# Whats the name of your child's room at nursery?



## Harveysmum369

If they have one... :flower:


Harvey is currently in Daisy Room and then goes up to Buttercup room on the 25th of this month.xxx


----------



## polo_princess

Brooke is just in Toddlers, but the smaller rooms are all named after toys, Teddy Bears, Spinning Tops, Jumping Jacks etc, etc.


----------



## DonnaBallona

Brooke will be going into Hawthorn in September :cloud9:


----------



## laura1991

Lilys in poppy room shes in the process of moving to daisy room!


----------



## isil

Squirrels, he'll move up to Owls probably in September. 

At his old nursery he was in green room. Think the rooms there were blue, yellow and green. or something.


----------



## Raggydoll

All yours have lovely names. Kate is in Rising twos. The other rooms are baby room, rising threes and pre school. Imaginative!!


----------



## Cattia

Abigail is in caterpillar and will move up to butterfly.


----------



## Louise N

Ours are bird themed. My LO will start in Cygnets and then move up to Swan.


----------



## moomin_troll

zane will be in Giraffes as from next week (hes being put in the top group so thats the name of the preschool group) the one below (his actualy age group) his tigers


----------



## Blah11

just ante preschool. she movd up from toddlers about 6 months ago.


----------



## lauren-kate

Ryan is in the 'Foundation Room'. The other rooms are imaginatively named 'Baby Room' and '2+ Room' I think.


----------



## aimee-lou

When Earl was at a nursery he was in the 'Jelly Babies'. The toddler section was called 'Jelly Tots' and the pre-school was the 'Jelly Beans'.


----------



## mrsraggle

Ellie's in Snowdrops! I think it's Bluebells after that, there are 8 rooms to go through at her nursery!


----------



## flower01

Willow is in Puddleducks! :)
x


----------



## MRSTJ

My son is just about to leave pre school room but thhe other rooms are named after the winnie the pooh characters as when he joined nursery at 2 and half he was in tiggers, then moved to pigletts then to pre school


----------



## MrsVenn

Molly will be in the 'Tadpole' room and then promote to 'Frogs'.

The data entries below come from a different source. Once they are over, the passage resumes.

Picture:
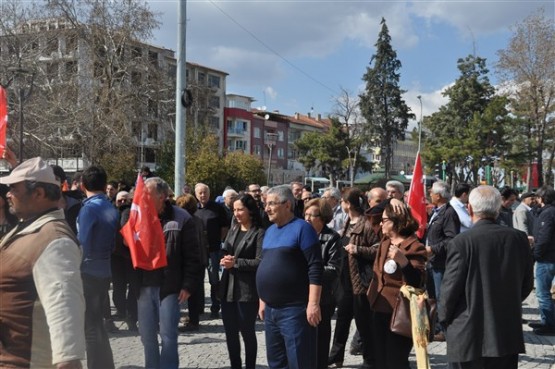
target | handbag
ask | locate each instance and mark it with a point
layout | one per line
(401, 322)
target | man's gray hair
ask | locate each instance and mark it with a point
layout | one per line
(334, 192)
(161, 186)
(229, 192)
(283, 193)
(485, 202)
(202, 185)
(398, 186)
(442, 189)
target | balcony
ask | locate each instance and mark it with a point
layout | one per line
(236, 132)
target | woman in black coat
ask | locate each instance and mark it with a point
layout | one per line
(243, 249)
(318, 213)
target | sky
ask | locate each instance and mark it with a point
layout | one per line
(296, 55)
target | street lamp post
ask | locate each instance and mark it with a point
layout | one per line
(271, 139)
(21, 77)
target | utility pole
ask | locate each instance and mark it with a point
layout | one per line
(180, 111)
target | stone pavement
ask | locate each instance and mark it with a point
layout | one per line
(207, 348)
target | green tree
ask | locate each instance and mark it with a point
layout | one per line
(527, 68)
(468, 131)
(325, 152)
(386, 113)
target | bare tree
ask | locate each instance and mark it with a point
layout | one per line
(527, 67)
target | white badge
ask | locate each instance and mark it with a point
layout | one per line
(390, 266)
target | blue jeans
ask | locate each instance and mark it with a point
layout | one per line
(291, 343)
(437, 275)
(240, 317)
(214, 279)
(155, 315)
(545, 272)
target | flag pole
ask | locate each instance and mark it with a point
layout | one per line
(420, 125)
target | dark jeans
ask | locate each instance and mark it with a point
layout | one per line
(363, 320)
(123, 294)
(343, 322)
(214, 279)
(504, 362)
(240, 317)
(324, 335)
(99, 352)
(545, 272)
(195, 303)
(290, 341)
(391, 351)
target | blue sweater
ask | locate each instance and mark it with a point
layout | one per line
(291, 261)
(97, 224)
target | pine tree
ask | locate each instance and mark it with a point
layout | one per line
(382, 105)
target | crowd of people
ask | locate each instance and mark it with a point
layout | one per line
(285, 255)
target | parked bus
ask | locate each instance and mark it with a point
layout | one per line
(317, 184)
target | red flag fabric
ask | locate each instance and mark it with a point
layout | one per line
(143, 232)
(3, 119)
(417, 198)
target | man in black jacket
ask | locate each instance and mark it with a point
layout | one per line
(544, 254)
(489, 272)
(162, 290)
(443, 226)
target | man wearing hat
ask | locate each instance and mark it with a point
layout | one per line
(42, 306)
(523, 218)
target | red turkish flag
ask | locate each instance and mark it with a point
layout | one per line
(143, 232)
(3, 119)
(417, 198)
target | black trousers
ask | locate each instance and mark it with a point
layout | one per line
(391, 351)
(99, 352)
(324, 335)
(503, 362)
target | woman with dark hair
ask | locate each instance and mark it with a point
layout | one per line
(239, 298)
(400, 259)
(7, 219)
(318, 212)
(358, 238)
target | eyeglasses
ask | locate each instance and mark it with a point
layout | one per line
(309, 215)
(275, 203)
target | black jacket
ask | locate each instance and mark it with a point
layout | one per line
(544, 235)
(489, 272)
(442, 229)
(330, 241)
(239, 282)
(184, 267)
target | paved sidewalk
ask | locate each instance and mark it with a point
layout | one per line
(207, 348)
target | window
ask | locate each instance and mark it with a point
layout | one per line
(213, 81)
(153, 131)
(201, 78)
(215, 123)
(214, 102)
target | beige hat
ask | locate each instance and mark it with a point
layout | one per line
(35, 169)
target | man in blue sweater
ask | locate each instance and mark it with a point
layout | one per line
(289, 283)
(97, 224)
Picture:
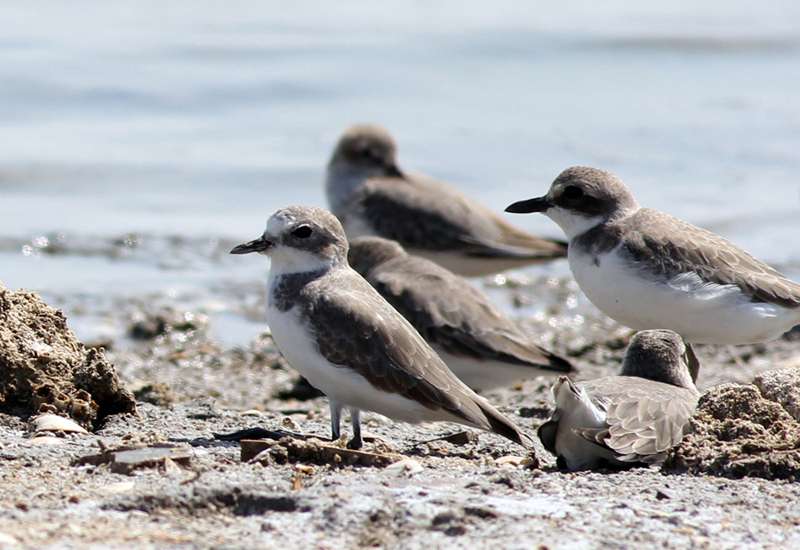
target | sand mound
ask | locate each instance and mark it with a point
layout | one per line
(735, 432)
(43, 368)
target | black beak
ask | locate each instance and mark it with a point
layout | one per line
(393, 171)
(259, 245)
(539, 204)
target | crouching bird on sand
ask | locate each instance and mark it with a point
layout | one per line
(339, 333)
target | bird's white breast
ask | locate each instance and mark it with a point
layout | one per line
(702, 313)
(342, 384)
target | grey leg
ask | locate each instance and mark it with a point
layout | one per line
(355, 420)
(693, 362)
(336, 419)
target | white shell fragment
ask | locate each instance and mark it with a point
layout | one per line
(54, 423)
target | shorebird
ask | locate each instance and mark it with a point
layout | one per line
(372, 196)
(339, 333)
(483, 347)
(649, 270)
(634, 418)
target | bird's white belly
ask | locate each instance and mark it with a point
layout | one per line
(339, 383)
(701, 313)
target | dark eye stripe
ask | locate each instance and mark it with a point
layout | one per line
(302, 232)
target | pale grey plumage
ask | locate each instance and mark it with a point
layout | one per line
(647, 269)
(345, 324)
(372, 196)
(453, 316)
(628, 419)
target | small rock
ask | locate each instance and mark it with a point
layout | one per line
(7, 540)
(54, 423)
(313, 451)
(155, 393)
(118, 488)
(510, 461)
(46, 440)
(408, 465)
(128, 459)
(783, 387)
(735, 432)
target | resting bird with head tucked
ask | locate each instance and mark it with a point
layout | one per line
(634, 418)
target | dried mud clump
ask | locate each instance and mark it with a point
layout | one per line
(735, 432)
(782, 386)
(43, 368)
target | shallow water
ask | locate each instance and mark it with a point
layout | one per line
(187, 124)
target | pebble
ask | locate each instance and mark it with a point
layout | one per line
(7, 540)
(407, 465)
(49, 422)
(46, 440)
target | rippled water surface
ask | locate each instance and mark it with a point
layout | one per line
(145, 138)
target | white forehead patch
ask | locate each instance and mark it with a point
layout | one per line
(279, 221)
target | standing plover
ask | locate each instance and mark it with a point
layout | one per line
(339, 333)
(646, 269)
(624, 420)
(483, 347)
(372, 196)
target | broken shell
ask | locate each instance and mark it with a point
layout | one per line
(54, 423)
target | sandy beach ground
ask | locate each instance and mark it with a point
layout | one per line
(468, 492)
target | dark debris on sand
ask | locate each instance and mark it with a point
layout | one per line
(43, 367)
(736, 432)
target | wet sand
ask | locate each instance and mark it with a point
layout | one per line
(470, 492)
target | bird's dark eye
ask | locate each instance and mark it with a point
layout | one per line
(572, 192)
(302, 232)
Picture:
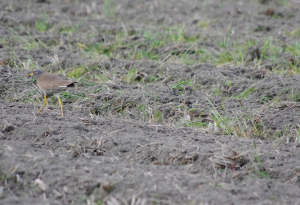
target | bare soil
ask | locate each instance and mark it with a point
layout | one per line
(125, 141)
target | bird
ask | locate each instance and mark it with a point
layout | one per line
(51, 84)
(192, 114)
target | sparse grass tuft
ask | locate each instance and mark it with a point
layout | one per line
(77, 72)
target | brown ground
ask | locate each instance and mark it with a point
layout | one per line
(124, 141)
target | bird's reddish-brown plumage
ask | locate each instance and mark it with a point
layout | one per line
(47, 81)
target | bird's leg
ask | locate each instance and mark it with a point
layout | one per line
(60, 103)
(45, 102)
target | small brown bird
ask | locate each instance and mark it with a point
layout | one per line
(192, 114)
(51, 84)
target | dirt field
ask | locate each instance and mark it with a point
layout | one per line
(126, 137)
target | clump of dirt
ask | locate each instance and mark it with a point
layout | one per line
(127, 137)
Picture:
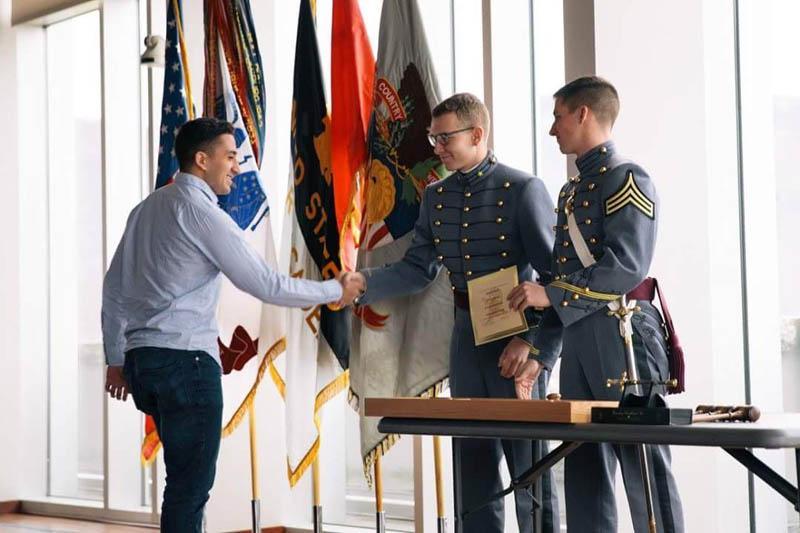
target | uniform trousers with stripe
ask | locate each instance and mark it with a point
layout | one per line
(593, 351)
(474, 374)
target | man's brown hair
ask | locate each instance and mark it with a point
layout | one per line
(595, 93)
(468, 108)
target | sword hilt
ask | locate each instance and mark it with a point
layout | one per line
(624, 381)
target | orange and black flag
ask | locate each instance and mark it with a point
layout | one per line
(314, 197)
(314, 369)
(352, 79)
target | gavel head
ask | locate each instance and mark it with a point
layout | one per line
(752, 413)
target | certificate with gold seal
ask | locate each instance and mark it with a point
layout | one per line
(488, 304)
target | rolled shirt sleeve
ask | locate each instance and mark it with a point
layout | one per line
(221, 241)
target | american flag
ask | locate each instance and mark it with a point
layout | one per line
(174, 108)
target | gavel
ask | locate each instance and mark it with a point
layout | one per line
(726, 413)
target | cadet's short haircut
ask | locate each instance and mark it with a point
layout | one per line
(595, 93)
(468, 108)
(198, 135)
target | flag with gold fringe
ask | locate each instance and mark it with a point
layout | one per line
(395, 350)
(176, 108)
(318, 345)
(234, 91)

It goes: tadpoles, frogs, caterpillars, butterflies, rainbows (in age order 3m - 5yrs)


----------



## buttons1

She is in bumblebee room when she's moves up she will go into the aivery


----------



## CatStorey

Chloe is in the Piccolino room. When she is about 3 I think shwe will move up to the Bambino room. It really confuses me as when I hear Bambino I think....babies!!


----------



## moomoo

MRSTJ said:


> My son is just about to leave pre school room but thhe other rooms are named after the winnie the pooh characters as when he joined nursery at 2 and half he was in tiggers, then moved to pigletts then to pre school

We go to a local music group held in "pooh" room :rofl:


----------



## Jemma_x

Connors in toddler 1, other rooms are toddler 2, baby room and preschool


----------



## rubywoo77

LO is in big ladybirds, previously in little ladybirds and to my utter shame I have a total memory block on her first ever room:blush::dohh:


----------



## rach321

They start in ducklings, then move to twitchets, then tiggy's then nutkins then preschool is split into 2 rooms ( not sure of the names!)


----------



## Pookie 73

DD is currently in Thumbelina but then will be moving up to Tom Thumb!


----------



## JessdueJan

Lucas' nursery just have babies, toddlers and pre school :dohh: 

I work in a nursery in the 1 - 2 year old room and it is the Tweenie room


----------



## Missy86

Rhys is just in the baby room, he will move up when he is walking well


----------



## wishuwerehere

Issy is in the toddler room, but she will move up to the cubs, then lions :thumbup:
For some reson baby and toddler don't get a special name...maybe because the kids don't notice when they're that little lol


----------



## Halle71

Matilda was in Poppy and is now in Violet. Next will be Bluebell and finally Sunflower.


----------



## rosie272

Shining Stars going onto Moonbeams :)


----------



## labydird

My daughters school has tree names for the classes: Sycamore, Beech and Oak


----------